I know you’re busy,
Doing good works,
Saying thanks to our Lord,
A good heart in your chest.
Your Sunday is busy,
With church and rehearsal,
To practice your words,
You inspiring nerd,
Not hearing from you,
Leaves a hole in my chest,
Maybe I’m overbearing at my best?
The self doubt creeps in,
It’s been a painful 18 hours since you last texted me.
I’ve been trying distraction,
Resisting the urge to make contact,
Fear I have scared you off,
Despite what you’ve said.
Fighting my own inner demons at play,
Wondering why I feel so inadequate today.
I know my feelings are to be put to one side,
And my heart should rest in Gods only ride,
I’m preparing myself to let go from the short time we had,
Is this the end of us talking, end of the fun?

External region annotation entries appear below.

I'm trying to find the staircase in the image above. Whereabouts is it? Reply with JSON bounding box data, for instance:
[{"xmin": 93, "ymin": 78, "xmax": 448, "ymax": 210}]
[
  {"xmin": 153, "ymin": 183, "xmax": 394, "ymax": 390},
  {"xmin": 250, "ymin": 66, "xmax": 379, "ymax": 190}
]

Feeling scared, telling myself it’s not my inadequacy.
Am I being ghosted or shunned?
Who knows in the end,
My egos at play, it’s power trippin’.
For I am to humble myself to the Lord,
Keep my feet well in my own door.
Look after my house,
And my fatherless family.
For I am washed fresh in the eyes of the Lord,
Given myself back to Him once more,
So why does it matter if I’d like a man?
Why did you like me, was I just putty in your hand, or was it God’s plan to show me the ways,
No one is perfect, I’ll forgive anyway.
I’ll humble my soul, to the likes of God,
Made from the man, who is made from God,
Getting a shock as I read through the bible,
Draw dropping silence, as I learn to be quiet.
Humbling myself in the ways of a woman,
God loving, God fearing,
While singlehandedly child rearing.
But maybe your just busy,
Oh who am I to know.
Or maybe I’m ghosted,
For now, I’ll just pack away my ego.